El mecanizado con arranque de viruta es un método de producción utilizado en el procesamiento de metales y otros materiales. Este método se emplea generalmente para dar forma y mecanizar piezas metálicas, y genera virutas de metal. El mecanizado con arranque de viruta incluye diversos subprocesos y suele abarcar operaciones como el torneado, el fresado, el taladrado y el rectificado.


El torneado es un proceso en el que un material se hace girar sobre un eje en un torno, lo que permite que una herramienta de corte le dé forma. Este método se utiliza habitualmente en la fabricación de piezas cilíndricas.
El fresado consiste en el movimiento de una herramienta de corte giratoria sobre un material, fijada a una mesa, con el fin de crear la forma deseada. Este método se utiliza habitualmente en la producción de superficies planas, ranuras y formas complejas.

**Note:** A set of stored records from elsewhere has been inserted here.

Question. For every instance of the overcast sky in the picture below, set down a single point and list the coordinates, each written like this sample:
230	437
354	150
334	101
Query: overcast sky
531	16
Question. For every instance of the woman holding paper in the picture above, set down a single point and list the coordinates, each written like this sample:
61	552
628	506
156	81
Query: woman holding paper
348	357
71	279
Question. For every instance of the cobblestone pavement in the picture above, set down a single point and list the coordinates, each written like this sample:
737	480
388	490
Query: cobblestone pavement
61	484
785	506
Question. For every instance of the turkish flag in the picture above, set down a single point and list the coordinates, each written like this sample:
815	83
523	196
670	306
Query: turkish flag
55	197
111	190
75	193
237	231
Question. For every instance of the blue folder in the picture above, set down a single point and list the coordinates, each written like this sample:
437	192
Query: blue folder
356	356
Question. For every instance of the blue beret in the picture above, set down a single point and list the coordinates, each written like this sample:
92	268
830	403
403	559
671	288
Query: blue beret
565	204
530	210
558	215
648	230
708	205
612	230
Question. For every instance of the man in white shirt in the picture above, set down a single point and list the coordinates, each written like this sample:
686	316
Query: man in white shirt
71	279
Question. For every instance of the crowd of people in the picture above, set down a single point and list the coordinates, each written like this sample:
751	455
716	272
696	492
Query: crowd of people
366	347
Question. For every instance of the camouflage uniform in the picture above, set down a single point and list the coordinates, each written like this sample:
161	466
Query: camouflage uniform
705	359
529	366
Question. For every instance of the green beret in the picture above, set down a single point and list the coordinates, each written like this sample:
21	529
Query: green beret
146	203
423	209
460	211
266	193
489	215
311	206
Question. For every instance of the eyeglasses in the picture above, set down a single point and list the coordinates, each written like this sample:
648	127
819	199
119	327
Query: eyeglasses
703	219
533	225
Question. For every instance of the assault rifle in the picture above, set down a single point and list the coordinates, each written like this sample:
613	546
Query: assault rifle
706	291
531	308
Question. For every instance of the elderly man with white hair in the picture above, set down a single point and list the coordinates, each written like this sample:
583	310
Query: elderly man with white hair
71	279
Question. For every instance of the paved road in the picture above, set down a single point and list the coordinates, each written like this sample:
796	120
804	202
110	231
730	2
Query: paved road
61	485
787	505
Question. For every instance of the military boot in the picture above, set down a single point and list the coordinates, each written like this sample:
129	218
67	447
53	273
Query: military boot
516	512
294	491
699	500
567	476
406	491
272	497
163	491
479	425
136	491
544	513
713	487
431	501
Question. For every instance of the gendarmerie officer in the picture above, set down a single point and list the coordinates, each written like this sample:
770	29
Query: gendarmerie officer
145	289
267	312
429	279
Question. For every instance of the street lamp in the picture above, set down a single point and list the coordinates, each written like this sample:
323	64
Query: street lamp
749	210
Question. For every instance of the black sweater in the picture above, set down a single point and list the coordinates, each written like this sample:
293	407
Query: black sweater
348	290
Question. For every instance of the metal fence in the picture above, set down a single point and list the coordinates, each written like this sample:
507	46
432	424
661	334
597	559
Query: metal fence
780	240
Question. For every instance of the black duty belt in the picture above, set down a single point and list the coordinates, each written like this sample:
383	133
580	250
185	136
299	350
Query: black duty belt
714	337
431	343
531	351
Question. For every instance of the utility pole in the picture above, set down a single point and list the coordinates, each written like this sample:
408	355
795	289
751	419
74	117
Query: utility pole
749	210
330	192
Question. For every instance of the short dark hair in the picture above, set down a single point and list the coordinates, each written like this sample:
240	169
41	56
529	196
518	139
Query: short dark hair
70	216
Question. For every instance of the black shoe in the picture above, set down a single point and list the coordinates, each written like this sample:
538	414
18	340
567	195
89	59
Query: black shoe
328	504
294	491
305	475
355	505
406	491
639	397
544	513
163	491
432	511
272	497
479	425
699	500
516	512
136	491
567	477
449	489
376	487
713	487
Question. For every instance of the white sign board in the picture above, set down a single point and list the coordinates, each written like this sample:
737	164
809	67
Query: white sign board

El proceso de taladrado se utiliza para perforar agujeros en el material. En el proceso de taladrado, se suelen utilizar brocas giratorias para perforar agujeros en el material.
El esmerilado se utiliza para alisar, pulir o dar forma a la superficie del material dentro de una tolerancia determinada. El proceso de esmerilado suele desempeñar un papel importante en la fabricación de piezas de precisión y en la mejora de la calidad de la superficie.